C.  Reanalyze the Sitka89 data from exercise A using the SAS program/output here.  This
program runs one NLIN and three NLMixeds.  The NLIN and the first NLMixed are run
"by treatment," so each produces two outputs.  The respective outputs are identified by a
corresponding title.
    (1) Identify the models which are fit in each of these runs and the underlying assumptions.
    (2) Focusing on the NLIN in output # 1, make a 2x4 table of parameter estimates and
         comment on which parameters seem close (guesses can be made using approx. CIs)
         for the two treatments.
    (3) It turns out that outputs # 2 and # 3 are virtually identical, noting that the -2LL's for
        output # 2 sum to  (-206.1 + - 492.8) almost that of output # 3 (-697.2).  In model
        # 3, what is the role of the "add" terms (th1add, th2add, etc.)?
    (4) Of the models #1, #3, and # 4, which are special cases of others (nested)?
    (5) What hypothesis can be tested by comparing outputs # 3 and # 4?  Clearly list the
        hypotheses, test statistic, p-value and your conclusion.  Which parameters are random
        in these models? Do these models assume that these random parameters vary by
        different or the same amounts?
    (6) Using the model you feel best describes these data, summarize the data with your model.

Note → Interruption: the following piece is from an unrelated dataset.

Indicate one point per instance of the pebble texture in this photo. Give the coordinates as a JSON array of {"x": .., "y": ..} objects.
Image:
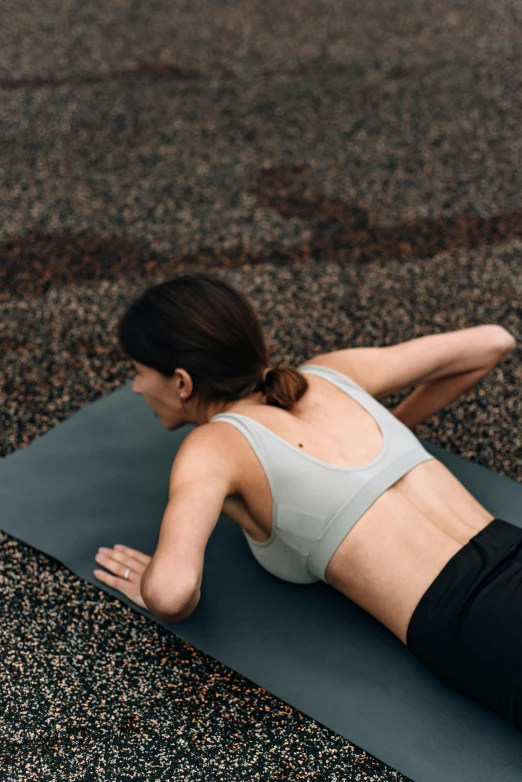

        In comparing the NLIN output and the last NLMIXED, comment on the differences in
        the estimated variability associated with the LD50 parameter for each of these models.

D.  A patient swallows a tablet of Zantac, which enters the patient's gut, and begins entering
the patient's bloodstream at time t = 0.  Blood samples are then taken ever half-hour until
hour 16, and the concentration of Zantac in the patient's serum are recorded and analyzed in
the SAS program and output here.
    (1) Describe the model(s) that are being fit in the NLIN and the NLMixed, and the implicit
         assumptions. Are they fitting the same model?  What are the model parameters, and the
         roles of these for each model.
    (2) The residual plot after the NLIN highlights a problem with one of the implicit assumptions.
        Which one (assumption) is it, and what is wrong?  What are the usual ramifications of the
         violation of this (or these) assumption(s)?
    (3) Explain what is being done in the IML procedure, focusing on which function is being
        minimized in the "neg2lla" and the "neg2llb" functions.  The latter function introduces an
        additional parameter - which one is it and what is it's role?  Is it significant?  (Listing your

        null and alternative hypotheses, report the relevant test statistic, distribution, degrees of
        freedom and p-value.)  Give reliable 90%, 95% and 99% CIs for this parameter.